Machine Learning pipeline

This example shows how to put together a basic Machine Learning pipeline.

#!/usr/bin/env nextflow

params.dataset_name = 'wdbc'
params.train_models = ['dummy', 'gb', 'lr', 'mlp', 'rf']
params.outdir = 'results'

workflow {
    // fetch dataset from OpenML
    ch_datasets = fetch_dataset(params.dataset_name)

    // split dataset into train/test sets
    (ch_train_datasets, ch_predict_datasets) = split_train_test(ch_datasets)

    // perform training
    (ch_models, ch_train_logs) = train(ch_train_datasets, params.train_models)

    // perform inference
    ch_predict_inputs = ch_models.combine(ch_predict_datasets, by: 0)
    (ch_scores, ch_predict_logs) = predict(ch_predict_inputs)

    // select the best model based on inference score
    ch_scores
        | max {
            new JsonSlurper().parse(it[2])['value']
        }
        | subscribe { dataset_name, model_type, score_file ->
            def score = new JsonSlurper().parse(score_file)
            println "The best model for ${dataset_name} was ${model_type}, with ${score['name']} = ${score['value']}"
        }
}

// view the entire code on GitHub ...

Synopsis

This example shows how to put together a basic Machine Learning pipeline.

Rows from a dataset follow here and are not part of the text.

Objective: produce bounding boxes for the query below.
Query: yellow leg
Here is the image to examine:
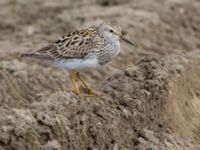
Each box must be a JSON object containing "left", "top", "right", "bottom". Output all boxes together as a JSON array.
[
  {"left": 76, "top": 72, "right": 99, "bottom": 95},
  {"left": 69, "top": 71, "right": 82, "bottom": 96}
]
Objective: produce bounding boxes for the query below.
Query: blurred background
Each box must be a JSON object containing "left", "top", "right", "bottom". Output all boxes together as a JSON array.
[
  {"left": 0, "top": 0, "right": 200, "bottom": 150},
  {"left": 0, "top": 0, "right": 200, "bottom": 70}
]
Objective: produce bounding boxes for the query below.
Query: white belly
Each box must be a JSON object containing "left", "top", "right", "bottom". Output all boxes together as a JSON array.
[{"left": 54, "top": 55, "right": 100, "bottom": 70}]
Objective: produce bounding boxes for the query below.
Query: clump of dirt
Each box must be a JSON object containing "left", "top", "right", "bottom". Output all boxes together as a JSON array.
[{"left": 0, "top": 52, "right": 200, "bottom": 150}]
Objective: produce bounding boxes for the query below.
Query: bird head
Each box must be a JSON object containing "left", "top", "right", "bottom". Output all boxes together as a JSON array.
[{"left": 98, "top": 23, "right": 134, "bottom": 46}]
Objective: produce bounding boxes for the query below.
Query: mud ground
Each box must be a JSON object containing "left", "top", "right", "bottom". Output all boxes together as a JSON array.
[{"left": 0, "top": 0, "right": 200, "bottom": 150}]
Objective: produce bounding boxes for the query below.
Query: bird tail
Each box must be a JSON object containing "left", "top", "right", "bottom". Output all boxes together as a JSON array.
[
  {"left": 19, "top": 52, "right": 51, "bottom": 60},
  {"left": 19, "top": 53, "right": 35, "bottom": 57}
]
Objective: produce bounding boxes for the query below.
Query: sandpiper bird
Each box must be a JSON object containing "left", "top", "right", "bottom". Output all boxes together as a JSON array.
[{"left": 21, "top": 23, "right": 133, "bottom": 96}]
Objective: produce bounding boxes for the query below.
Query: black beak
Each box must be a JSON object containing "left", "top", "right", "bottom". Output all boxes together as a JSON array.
[{"left": 120, "top": 36, "right": 135, "bottom": 46}]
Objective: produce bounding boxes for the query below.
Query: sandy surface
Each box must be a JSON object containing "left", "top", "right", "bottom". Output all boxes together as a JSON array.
[{"left": 0, "top": 0, "right": 200, "bottom": 150}]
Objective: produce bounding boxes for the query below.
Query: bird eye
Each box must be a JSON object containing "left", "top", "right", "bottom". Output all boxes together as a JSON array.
[{"left": 109, "top": 29, "right": 113, "bottom": 33}]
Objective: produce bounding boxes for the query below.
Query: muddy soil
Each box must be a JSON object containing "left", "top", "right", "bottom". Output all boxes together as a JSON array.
[{"left": 0, "top": 0, "right": 200, "bottom": 150}]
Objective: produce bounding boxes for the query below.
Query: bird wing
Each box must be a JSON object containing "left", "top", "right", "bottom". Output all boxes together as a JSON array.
[{"left": 25, "top": 27, "right": 102, "bottom": 59}]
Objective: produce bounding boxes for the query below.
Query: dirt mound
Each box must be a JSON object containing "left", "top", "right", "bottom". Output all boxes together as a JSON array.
[{"left": 0, "top": 51, "right": 200, "bottom": 150}]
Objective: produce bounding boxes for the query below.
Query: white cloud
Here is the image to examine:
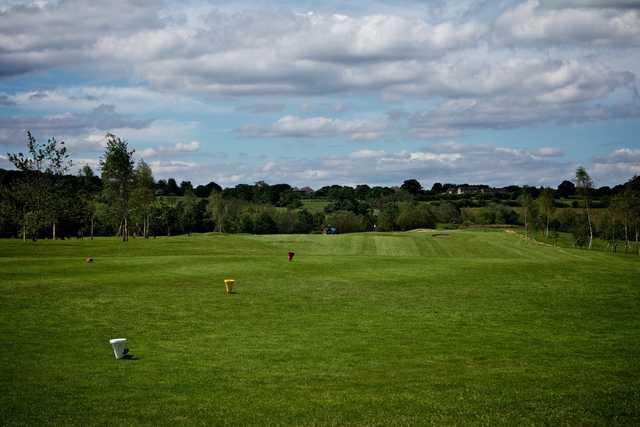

It fetches a dataset from OpenML, trains a variety of machine learning models on a prediction target, and selects the best model based on some evaluation criteria.

Try it

An active internet connection and Docker are required for Nextflow to download the pipeline and the necessary Docker images to run the pipeline within containers. The data used by this pipeline is stored on the GitHub repository and will download automatically.